Just goes to show what you can do on your home turf! Read more about Mervin HERE.

We've got big respect for Jones, because as a relatively new company, they've done what not many snowboard companies can claim to do and have published a transparent supply chain.

Just by looking at their website you can find out all about the factory they use, and where they source all their materials. Consequently, everything they need to make a snowboard is sourced from within 500km of the factory so they're not unnecessarily shipping parts from all over the world. Furthermore, the factory (GST in Austria) is dedicated to making their boards as eco friendly as possible, and runs on green energy and recycled water.

Jones is also a member of 1%For the Planet and POW (Protect our Winters) and also make apparel and backpacks using recycled fabrics, organic cotton and water based inks. We're really hoping that at some point in the future, they'll be transparent about where their clothes come from, too.

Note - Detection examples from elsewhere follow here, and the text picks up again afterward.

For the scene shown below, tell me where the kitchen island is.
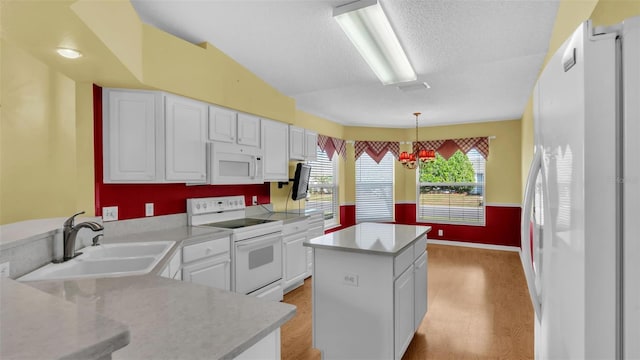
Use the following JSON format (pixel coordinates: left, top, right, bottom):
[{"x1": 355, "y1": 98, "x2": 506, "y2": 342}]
[{"x1": 304, "y1": 223, "x2": 431, "y2": 359}]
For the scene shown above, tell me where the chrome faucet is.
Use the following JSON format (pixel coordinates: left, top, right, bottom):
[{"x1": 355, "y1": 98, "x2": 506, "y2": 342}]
[{"x1": 62, "y1": 211, "x2": 104, "y2": 261}]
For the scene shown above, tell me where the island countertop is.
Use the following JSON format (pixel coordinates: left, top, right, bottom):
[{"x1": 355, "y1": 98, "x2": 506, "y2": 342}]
[{"x1": 304, "y1": 223, "x2": 431, "y2": 256}]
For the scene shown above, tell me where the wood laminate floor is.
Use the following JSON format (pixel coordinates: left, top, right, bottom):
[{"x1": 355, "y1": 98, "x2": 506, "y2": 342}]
[{"x1": 282, "y1": 244, "x2": 534, "y2": 360}]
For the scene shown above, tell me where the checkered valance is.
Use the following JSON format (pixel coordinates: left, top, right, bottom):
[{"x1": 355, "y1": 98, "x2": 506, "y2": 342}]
[
  {"x1": 318, "y1": 135, "x2": 347, "y2": 160},
  {"x1": 418, "y1": 137, "x2": 489, "y2": 160},
  {"x1": 355, "y1": 141, "x2": 400, "y2": 163}
]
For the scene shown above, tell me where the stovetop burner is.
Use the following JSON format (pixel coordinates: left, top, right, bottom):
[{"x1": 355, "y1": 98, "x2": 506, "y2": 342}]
[{"x1": 199, "y1": 218, "x2": 276, "y2": 229}]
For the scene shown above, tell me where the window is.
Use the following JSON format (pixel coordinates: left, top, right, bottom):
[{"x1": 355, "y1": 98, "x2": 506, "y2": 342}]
[
  {"x1": 306, "y1": 147, "x2": 338, "y2": 227},
  {"x1": 417, "y1": 149, "x2": 485, "y2": 225},
  {"x1": 356, "y1": 152, "x2": 395, "y2": 222}
]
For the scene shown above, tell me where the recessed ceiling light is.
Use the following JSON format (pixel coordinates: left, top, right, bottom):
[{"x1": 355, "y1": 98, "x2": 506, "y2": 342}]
[{"x1": 56, "y1": 48, "x2": 82, "y2": 59}]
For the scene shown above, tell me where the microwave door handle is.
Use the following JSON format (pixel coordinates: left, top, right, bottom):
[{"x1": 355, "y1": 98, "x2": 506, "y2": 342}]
[{"x1": 251, "y1": 156, "x2": 258, "y2": 179}]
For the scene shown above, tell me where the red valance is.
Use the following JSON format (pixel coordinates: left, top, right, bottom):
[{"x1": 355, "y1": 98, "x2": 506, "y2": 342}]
[
  {"x1": 355, "y1": 141, "x2": 400, "y2": 163},
  {"x1": 318, "y1": 135, "x2": 347, "y2": 160},
  {"x1": 418, "y1": 137, "x2": 489, "y2": 160}
]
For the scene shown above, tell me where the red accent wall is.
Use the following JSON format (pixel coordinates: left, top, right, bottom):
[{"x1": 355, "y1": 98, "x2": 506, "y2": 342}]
[
  {"x1": 395, "y1": 204, "x2": 521, "y2": 247},
  {"x1": 93, "y1": 85, "x2": 271, "y2": 220}
]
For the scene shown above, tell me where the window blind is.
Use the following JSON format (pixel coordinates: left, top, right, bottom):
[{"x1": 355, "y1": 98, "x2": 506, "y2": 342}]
[
  {"x1": 356, "y1": 152, "x2": 395, "y2": 222},
  {"x1": 306, "y1": 147, "x2": 338, "y2": 224}
]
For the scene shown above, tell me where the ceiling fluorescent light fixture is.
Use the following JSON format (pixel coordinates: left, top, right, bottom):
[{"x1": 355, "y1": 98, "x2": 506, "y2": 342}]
[
  {"x1": 333, "y1": 0, "x2": 417, "y2": 85},
  {"x1": 56, "y1": 48, "x2": 82, "y2": 59}
]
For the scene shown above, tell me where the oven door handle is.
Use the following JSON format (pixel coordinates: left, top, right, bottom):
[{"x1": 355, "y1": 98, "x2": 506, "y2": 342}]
[{"x1": 236, "y1": 235, "x2": 281, "y2": 250}]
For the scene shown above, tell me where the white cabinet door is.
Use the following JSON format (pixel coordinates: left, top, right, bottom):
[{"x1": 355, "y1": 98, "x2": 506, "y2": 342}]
[
  {"x1": 262, "y1": 119, "x2": 289, "y2": 181},
  {"x1": 209, "y1": 106, "x2": 238, "y2": 143},
  {"x1": 305, "y1": 247, "x2": 313, "y2": 277},
  {"x1": 289, "y1": 126, "x2": 305, "y2": 160},
  {"x1": 304, "y1": 130, "x2": 318, "y2": 161},
  {"x1": 238, "y1": 113, "x2": 260, "y2": 147},
  {"x1": 165, "y1": 95, "x2": 208, "y2": 183},
  {"x1": 413, "y1": 251, "x2": 428, "y2": 331},
  {"x1": 182, "y1": 255, "x2": 231, "y2": 290},
  {"x1": 102, "y1": 89, "x2": 162, "y2": 183},
  {"x1": 394, "y1": 266, "x2": 414, "y2": 359},
  {"x1": 282, "y1": 233, "x2": 307, "y2": 289}
]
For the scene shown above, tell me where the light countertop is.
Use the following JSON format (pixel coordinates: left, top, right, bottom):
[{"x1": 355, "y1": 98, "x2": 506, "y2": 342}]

Take a look at the Jones website HERE.

Volkl Post

While Volkl are far from having a transparent supply chain and may have lost a few customers when they discreetly swapped factories from Austria to China which may or may not have affected the quality of their skis... and then just as discreetly moved back to Austria... Volkl have arguably done more for the environment than many other ski companies out there.

They have won an ISPO Eco Responsibility award three times, for different ski models that have all been made with the planet in mind. Their most recent one, in 2011, was for an eco-friendly rental ski, made from entirely recycled or renewable materials; the NAWARO RENT skis are made with linen, flax fibres and recycled steel, as well as having minimal colouring to avoid using more materials than is absolutely necessary.

Since then, Volkl have also cut down on unnecessary packaging and have reduced the number of clothes hangers they use by 80,000 and have cut down on cardboard packaging by 30%. Their most recent success was being the first ski manufacturer to gain an ISO 50001 certification for the energy management system in their Austrian factory, which runs off a closed circuit water recycling system. In turn, this qualification meant that they were awarded and Ecoride Silver Award for their conservation efforts.

Read all about it HERE.

Niche make use of a whole host of manufacturing techniques, innovative materials and production methods to make sure each of their boards is kind to the environment in some way or another.

All their boards (like Jones) are made at the GST factory in Austria, and to save the workers from inhaling nasty chemicals, Niche uses the eco-friendly OneBall Jay wax for its factory waxes, and digitally prints all their topsheets instead of using chemically-heavy screen printing. On some of their boards, a clean wood veneer replaces toxic lacquer and all of their boards are made with recycled steel edges, responsibly sourced Poplar wood, and recycled ABS sidewalls.

Innovative materials-wise, Niche make use of hemp instead of carbon fibre, eco friendly resin made from leftover paper pulp, basalt fibre (like, from volcanoes!) instead of fibreglass and bamboo is used as an alternative sidewall material.